Ladies and Gentlemen, I hope that my address has not contrasted too sharply with the positive meetings you have had in this wonderful city. But I cannot over-emphasise the importance of you insisting that the companies you invest in are conducting their activities in countries like Zimbabwe with the blessing and support of the people and—concurrently—with the objective of advancing the interests of these communities, and NOT the political elite.
Regrettably Western Governments, which should have set an example, have looked the other way for years. They did it during the Cold War and they are still doing it. Dictators like Gadaffi—Mugabe’s long-running friend and supporter—only prosper when governments ‘look the other way’, be they British, Italian or American. In Libya’s case, the people were mere spectators in an undignified scramble for oil in which Western companies divided the spoils with the Gaddafi clique. The turmoil there was a long time coming.

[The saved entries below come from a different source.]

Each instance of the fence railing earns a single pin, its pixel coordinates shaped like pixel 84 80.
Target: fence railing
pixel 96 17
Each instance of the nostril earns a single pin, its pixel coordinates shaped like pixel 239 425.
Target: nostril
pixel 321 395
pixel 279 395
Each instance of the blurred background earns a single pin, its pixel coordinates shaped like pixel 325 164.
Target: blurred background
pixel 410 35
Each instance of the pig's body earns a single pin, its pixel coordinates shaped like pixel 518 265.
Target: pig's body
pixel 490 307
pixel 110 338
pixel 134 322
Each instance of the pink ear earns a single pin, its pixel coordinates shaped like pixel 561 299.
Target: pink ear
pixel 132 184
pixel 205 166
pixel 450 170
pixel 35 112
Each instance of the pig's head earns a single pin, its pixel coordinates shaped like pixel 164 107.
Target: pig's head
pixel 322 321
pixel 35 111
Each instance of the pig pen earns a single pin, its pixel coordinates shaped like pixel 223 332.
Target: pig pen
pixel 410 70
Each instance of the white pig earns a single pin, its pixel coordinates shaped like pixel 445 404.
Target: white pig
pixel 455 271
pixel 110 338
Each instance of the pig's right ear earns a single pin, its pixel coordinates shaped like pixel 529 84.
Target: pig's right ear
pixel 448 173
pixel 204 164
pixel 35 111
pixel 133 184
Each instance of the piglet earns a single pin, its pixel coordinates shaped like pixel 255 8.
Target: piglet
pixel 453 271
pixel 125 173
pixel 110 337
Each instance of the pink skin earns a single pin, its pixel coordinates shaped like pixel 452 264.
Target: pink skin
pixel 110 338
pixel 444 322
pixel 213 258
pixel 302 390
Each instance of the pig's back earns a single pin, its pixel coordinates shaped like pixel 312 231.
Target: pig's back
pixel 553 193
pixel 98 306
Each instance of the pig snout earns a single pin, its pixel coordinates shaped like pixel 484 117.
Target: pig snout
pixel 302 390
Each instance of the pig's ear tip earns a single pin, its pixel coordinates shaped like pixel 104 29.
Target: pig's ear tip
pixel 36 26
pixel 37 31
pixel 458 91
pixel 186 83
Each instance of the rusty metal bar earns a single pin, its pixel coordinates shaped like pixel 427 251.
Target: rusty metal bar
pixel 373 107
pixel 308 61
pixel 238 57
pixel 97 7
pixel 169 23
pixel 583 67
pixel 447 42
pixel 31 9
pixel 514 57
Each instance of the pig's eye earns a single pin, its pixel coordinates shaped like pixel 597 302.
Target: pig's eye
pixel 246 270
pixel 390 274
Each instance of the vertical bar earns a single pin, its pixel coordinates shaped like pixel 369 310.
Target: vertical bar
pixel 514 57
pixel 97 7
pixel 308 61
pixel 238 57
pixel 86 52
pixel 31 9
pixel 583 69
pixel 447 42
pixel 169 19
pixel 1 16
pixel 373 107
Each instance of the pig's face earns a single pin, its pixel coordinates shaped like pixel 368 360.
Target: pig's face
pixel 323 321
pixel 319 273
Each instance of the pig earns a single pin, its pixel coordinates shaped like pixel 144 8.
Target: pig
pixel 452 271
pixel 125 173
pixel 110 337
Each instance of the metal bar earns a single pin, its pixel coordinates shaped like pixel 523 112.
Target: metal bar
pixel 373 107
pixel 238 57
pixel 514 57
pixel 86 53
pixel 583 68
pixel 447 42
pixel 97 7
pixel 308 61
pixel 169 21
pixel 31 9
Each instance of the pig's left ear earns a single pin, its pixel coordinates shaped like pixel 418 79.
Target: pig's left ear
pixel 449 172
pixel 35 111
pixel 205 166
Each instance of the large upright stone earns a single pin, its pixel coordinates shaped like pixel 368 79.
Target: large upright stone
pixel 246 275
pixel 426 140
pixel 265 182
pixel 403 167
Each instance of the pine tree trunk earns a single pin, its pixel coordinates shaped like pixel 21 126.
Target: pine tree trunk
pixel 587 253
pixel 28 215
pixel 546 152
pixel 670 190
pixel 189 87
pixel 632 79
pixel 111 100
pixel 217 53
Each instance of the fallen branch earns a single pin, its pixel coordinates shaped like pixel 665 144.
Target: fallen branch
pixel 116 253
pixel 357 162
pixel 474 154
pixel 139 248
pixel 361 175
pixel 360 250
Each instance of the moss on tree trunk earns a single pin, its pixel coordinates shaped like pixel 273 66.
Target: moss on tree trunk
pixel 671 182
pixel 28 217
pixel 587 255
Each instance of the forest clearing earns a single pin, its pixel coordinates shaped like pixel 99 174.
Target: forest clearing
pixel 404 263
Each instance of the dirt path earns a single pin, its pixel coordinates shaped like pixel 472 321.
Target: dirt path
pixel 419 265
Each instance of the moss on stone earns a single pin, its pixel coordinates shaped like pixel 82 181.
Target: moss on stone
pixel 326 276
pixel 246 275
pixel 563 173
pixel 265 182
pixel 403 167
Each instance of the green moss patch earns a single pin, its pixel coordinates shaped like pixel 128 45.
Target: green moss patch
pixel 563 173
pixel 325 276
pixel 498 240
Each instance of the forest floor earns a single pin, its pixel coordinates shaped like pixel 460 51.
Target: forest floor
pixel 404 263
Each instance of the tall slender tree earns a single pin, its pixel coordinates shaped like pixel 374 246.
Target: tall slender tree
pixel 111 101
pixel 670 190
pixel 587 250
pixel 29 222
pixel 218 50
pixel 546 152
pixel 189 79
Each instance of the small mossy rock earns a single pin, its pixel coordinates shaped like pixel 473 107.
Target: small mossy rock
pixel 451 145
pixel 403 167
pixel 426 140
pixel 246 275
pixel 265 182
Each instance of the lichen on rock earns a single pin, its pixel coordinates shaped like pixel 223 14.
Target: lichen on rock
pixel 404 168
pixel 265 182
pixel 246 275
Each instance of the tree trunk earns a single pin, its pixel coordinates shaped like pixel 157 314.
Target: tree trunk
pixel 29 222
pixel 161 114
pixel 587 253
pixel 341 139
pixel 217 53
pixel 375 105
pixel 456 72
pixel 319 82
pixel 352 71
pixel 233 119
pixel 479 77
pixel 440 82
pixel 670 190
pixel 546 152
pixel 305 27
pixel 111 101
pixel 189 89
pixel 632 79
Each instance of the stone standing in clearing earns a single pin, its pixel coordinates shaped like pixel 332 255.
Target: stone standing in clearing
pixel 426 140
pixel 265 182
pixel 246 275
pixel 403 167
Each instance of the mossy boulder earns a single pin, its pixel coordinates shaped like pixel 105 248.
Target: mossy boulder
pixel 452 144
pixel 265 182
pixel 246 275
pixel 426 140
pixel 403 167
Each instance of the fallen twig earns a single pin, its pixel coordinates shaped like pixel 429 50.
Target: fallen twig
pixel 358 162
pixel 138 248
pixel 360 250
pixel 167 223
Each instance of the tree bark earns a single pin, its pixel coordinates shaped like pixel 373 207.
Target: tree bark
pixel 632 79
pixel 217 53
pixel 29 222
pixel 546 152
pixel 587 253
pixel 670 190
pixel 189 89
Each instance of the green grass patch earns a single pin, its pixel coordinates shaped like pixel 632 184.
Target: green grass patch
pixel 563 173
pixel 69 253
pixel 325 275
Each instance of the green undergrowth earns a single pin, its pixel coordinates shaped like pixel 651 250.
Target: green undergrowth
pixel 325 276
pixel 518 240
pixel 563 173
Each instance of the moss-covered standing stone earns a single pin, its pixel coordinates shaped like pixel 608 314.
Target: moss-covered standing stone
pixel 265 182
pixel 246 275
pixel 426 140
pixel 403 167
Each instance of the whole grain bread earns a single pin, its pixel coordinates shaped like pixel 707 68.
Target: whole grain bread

In Zimbabwe’s case, a new dawn of hope for economic growth and long-term prosperity for our people beckons. Our country is richly blessed and endowed with treasure. Will investors clamber over the bodies of our people in a bid to get-rich-quick or will they be patient, supporting truly sustainable development that will bring a win–win for the nation and those who seek a profit?
For this entirely feasible scenario to become a reality we need you to see that your interests and your bottom line are best served by a mature and far-sighted vision—and, frankly, by common human decency. On our side, in the MDC, we see a political transition as our calling. We want and need a process of electoral reform that will give citizens the right to campaign and vote peacefully. I can assure you all that, with these building blocks in place—and with the necessary international observers present and on the ground well in advance of elections—MDC will win a huge majority.
For me personally, I have no political ambitions. I am a product of my circumstances, as I explained earlier. Nevertheless, I will continue to participate and speak out in the interests of ordinary Zimbabweans.
We seek to be free, and for companies to prosper in a society that is relatively free of corruption like Botswana. In the dark days of Apartheid, the grand anti-Apartheid alliance was a key component in the deconstruction of that system. Is the decade-long democratic struggle of the people of Zimbabwe—one in which we seek to rid ourselves of the stench of ZANU-PF’S corruption and violence—not deserving of your collective support? Should we feel guilty asking for South African and international help?
We humbly believe we have earned our right to ask for such support—and we do so in the knowledge that another dictatorship will tumble in the fullness of time.
I hope to have touched you with some sense of the plight facing ordinary Zimbabweans. I thank you all for your indulgence and will endeavour to answer any questions you may have.